DAVID SCHRAVEN, KELLY SCHRAVEN, THE UNITED STATES OF AMERICA C/O THE UNITED STATES ATTORNEY FOR THE WESTERN DISTRICT OF PENNSYLVANIA,

APPEAL OF: DAVID SCHRAVEN AND KELLY SCHRAVEN

No. 1153 WDA 2015

Appeal from the Order July 16, 2015 In the Court of Common Pleas of Allegheny County Civil Division at No(s): MG-09-001176

BEFORE: SHOGAN, OLSON, and STRASSBURGER,* JJ.

MEMORANDUM BY SHOGAN, J.: FILED SEPTEMBER 28, 2016

Appellants, David and Kelly Schraven (“the Schravens”), appeal from

the July 16, 2015 order that denied their petition to set aside a sheriff’s sale

and open/strike a default judgment in this mortgage foreclosure action.

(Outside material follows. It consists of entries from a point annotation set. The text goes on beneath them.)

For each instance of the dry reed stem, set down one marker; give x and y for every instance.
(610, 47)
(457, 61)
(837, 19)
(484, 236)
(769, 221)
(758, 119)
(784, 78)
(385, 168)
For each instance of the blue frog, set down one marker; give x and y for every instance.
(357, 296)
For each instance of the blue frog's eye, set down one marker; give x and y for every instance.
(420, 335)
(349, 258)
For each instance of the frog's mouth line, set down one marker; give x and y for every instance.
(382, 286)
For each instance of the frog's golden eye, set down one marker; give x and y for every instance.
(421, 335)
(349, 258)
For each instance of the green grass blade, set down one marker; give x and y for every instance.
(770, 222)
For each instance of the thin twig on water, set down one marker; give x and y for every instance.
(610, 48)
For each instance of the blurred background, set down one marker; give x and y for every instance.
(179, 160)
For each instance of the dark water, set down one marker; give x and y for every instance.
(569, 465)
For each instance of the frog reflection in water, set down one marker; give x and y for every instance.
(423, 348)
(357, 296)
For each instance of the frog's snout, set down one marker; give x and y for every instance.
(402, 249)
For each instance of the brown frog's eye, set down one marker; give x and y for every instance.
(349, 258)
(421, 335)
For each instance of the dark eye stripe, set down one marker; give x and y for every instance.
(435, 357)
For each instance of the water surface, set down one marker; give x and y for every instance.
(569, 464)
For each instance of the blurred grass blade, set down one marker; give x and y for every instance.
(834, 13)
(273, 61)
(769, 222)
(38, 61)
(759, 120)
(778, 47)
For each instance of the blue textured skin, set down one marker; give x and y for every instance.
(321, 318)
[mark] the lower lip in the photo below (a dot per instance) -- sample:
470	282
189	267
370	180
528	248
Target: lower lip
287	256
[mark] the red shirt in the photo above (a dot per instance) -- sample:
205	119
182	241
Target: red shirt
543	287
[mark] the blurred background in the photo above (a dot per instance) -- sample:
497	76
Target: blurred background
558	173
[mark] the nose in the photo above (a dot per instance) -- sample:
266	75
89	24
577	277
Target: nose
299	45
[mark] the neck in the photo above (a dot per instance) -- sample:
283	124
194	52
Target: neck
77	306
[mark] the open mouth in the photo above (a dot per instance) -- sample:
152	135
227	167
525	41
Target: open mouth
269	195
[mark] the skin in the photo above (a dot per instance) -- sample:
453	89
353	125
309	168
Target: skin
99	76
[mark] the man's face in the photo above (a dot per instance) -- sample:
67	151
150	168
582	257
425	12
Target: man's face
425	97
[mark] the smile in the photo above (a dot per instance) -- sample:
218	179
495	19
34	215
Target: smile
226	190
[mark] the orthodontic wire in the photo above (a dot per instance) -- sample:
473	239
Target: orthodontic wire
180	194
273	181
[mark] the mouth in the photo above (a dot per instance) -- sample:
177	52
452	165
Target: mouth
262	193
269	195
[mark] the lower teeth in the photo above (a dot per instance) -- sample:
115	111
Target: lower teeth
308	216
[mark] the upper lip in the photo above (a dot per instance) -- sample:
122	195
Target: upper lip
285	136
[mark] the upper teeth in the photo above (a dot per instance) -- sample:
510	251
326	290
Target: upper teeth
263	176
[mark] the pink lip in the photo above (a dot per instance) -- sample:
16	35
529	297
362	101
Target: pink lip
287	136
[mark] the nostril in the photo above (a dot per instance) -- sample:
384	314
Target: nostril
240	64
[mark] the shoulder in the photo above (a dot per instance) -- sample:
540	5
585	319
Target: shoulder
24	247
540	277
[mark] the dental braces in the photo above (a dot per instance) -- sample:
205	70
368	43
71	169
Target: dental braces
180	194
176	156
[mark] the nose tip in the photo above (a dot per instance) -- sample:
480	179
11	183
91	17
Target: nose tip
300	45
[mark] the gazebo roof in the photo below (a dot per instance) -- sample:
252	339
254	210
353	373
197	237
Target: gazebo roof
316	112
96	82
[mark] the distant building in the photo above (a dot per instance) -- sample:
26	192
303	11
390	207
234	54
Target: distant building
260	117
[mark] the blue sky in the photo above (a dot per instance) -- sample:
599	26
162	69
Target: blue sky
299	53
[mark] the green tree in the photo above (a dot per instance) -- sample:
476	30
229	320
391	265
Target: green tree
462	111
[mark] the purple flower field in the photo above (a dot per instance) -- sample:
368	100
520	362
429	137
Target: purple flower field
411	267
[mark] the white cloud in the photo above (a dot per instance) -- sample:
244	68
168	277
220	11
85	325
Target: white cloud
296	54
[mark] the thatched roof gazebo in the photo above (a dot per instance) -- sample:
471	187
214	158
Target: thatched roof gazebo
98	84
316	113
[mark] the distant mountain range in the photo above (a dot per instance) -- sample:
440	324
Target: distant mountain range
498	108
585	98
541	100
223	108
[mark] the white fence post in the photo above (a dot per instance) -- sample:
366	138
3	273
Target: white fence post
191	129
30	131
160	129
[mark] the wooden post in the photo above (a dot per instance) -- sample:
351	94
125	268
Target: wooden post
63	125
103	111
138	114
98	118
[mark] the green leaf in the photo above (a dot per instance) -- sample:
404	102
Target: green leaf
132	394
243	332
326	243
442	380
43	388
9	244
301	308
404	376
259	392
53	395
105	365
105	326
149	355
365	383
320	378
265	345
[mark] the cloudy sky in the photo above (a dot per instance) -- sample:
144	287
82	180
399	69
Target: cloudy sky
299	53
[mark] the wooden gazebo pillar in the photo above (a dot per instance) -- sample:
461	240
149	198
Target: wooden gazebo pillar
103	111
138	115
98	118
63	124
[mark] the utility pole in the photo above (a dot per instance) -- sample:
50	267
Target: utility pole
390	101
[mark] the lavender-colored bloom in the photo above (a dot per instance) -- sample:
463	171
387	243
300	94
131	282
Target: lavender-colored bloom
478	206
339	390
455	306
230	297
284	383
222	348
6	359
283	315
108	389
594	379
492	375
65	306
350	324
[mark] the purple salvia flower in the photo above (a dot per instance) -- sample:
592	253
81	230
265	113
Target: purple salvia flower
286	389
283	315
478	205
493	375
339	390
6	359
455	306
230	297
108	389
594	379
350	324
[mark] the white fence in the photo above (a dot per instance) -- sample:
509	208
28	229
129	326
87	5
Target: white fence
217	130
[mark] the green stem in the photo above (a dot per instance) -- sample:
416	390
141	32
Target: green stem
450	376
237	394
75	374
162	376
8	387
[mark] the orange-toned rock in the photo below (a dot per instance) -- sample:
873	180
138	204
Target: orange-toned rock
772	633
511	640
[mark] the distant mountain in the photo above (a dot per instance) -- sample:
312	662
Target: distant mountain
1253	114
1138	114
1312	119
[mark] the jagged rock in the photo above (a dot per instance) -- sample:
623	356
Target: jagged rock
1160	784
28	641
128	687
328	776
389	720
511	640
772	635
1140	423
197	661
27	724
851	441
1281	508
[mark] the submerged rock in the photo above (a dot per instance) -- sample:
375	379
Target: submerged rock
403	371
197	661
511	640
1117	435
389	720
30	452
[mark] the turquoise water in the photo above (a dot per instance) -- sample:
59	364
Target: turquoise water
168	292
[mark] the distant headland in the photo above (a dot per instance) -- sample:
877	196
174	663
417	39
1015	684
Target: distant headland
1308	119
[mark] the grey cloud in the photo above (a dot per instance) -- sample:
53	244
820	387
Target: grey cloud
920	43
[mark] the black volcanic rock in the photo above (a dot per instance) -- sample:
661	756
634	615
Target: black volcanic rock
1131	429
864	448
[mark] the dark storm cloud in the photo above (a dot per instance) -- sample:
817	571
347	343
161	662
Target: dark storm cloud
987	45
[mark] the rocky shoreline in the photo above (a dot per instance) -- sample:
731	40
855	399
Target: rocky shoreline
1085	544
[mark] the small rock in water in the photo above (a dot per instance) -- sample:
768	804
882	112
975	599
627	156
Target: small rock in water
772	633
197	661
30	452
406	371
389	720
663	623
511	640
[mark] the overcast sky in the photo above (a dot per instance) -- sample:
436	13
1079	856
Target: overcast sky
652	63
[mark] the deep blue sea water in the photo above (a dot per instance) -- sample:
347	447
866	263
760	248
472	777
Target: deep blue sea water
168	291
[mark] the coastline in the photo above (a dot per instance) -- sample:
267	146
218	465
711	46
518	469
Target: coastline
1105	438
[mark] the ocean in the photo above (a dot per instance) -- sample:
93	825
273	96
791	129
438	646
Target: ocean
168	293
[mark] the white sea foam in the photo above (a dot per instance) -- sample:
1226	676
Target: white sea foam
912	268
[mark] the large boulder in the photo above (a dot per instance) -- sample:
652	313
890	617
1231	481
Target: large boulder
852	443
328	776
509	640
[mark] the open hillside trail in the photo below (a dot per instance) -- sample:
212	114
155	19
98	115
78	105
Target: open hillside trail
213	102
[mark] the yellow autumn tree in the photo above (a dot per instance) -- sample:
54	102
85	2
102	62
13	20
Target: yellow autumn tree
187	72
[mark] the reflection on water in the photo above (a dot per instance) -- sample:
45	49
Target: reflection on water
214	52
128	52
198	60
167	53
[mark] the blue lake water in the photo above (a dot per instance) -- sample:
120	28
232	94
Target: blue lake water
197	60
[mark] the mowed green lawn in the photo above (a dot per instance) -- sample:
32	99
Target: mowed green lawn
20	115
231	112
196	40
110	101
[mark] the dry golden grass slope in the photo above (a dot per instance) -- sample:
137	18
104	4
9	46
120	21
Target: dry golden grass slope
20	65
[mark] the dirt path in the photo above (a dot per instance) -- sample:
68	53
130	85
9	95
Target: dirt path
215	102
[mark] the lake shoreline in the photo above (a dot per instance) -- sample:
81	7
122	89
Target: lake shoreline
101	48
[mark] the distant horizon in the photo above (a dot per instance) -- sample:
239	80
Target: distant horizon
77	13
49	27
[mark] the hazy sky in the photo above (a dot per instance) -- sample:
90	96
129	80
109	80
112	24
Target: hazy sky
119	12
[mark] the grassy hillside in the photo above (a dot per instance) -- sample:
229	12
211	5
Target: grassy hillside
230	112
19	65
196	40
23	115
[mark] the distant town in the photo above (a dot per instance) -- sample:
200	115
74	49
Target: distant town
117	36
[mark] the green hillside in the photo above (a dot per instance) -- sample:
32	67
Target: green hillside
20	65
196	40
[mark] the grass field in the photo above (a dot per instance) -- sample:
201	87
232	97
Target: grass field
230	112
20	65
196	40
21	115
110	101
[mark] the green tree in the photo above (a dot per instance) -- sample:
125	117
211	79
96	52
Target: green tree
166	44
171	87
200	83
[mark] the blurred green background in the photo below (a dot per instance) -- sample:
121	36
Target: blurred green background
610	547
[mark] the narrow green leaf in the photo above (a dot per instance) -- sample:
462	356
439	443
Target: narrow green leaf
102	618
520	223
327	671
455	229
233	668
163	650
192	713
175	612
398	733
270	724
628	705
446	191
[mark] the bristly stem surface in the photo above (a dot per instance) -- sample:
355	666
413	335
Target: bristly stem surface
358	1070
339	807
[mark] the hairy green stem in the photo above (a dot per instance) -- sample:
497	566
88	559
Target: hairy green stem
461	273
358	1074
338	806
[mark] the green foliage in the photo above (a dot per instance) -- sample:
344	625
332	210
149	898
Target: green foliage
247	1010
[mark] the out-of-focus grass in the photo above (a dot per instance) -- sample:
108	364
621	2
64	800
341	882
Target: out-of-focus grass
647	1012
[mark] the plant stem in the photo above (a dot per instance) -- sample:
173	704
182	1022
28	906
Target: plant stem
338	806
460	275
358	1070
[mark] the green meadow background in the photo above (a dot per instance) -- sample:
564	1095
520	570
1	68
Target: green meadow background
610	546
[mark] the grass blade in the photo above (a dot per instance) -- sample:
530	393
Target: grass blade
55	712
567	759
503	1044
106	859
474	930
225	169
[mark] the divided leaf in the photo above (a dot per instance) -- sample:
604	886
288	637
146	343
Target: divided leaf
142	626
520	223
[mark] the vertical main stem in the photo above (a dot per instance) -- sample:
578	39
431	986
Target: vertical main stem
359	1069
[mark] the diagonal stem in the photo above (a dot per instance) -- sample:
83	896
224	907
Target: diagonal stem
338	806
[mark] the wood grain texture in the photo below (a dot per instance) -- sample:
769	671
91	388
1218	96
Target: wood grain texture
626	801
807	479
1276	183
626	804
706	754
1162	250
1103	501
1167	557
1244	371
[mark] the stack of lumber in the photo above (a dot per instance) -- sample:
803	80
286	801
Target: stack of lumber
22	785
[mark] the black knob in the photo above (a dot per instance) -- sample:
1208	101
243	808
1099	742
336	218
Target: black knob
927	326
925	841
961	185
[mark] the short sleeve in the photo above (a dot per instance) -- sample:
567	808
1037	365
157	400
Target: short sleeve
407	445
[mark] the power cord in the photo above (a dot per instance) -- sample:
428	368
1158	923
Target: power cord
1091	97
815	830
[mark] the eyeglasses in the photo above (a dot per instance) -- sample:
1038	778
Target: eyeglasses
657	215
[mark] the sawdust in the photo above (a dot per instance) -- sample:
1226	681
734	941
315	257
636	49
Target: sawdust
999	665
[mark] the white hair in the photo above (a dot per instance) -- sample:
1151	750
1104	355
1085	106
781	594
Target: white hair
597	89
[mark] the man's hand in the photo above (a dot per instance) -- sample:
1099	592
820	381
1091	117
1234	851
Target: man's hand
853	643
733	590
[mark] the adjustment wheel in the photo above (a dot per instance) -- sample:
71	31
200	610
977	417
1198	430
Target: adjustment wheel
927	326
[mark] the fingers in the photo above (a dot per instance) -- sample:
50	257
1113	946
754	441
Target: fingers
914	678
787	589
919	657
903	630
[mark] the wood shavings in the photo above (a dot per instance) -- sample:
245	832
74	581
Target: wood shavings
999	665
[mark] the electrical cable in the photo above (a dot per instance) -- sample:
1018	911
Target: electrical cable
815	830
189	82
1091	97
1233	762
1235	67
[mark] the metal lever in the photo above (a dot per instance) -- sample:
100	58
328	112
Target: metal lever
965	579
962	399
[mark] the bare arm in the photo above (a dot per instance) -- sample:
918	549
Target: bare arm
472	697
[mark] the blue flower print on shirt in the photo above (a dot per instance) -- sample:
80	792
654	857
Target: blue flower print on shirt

After careful review, we dismiss the appeal for mootness.

____________________________________________

* Retired Senior Judge assigned to the Superior Court. J-A16013-16

The relevant facts and procedural history of this matter were set forth

by the trial court as follows:

On May 14, 2009, [U.S. Bank National Association, as trustee for J.P. Morgan Mortgage Acquisition Trust 2006-Ch2, Asset Backed Pass-Through Certificates, Series 2006-Ch2 (“Appellee”)] filed a Complaint in Mortgage Foreclosure against the Schravens. Paragraph 6 of the Complaint avers the Schravens were served with the proper notices required prior to filing such a complaint. The docket reveals, and the Schravens do not deny, they were served with the Complaint.1 The Schravens did not file an answer to the Complaint and on July 21, 2009, were sent notice of [Appellee’s] intention to take a default judgment. 1 The docket entries reveal, and the Schravens do not deny, that they were served with every pleading and document filed by [Appellee] in this action.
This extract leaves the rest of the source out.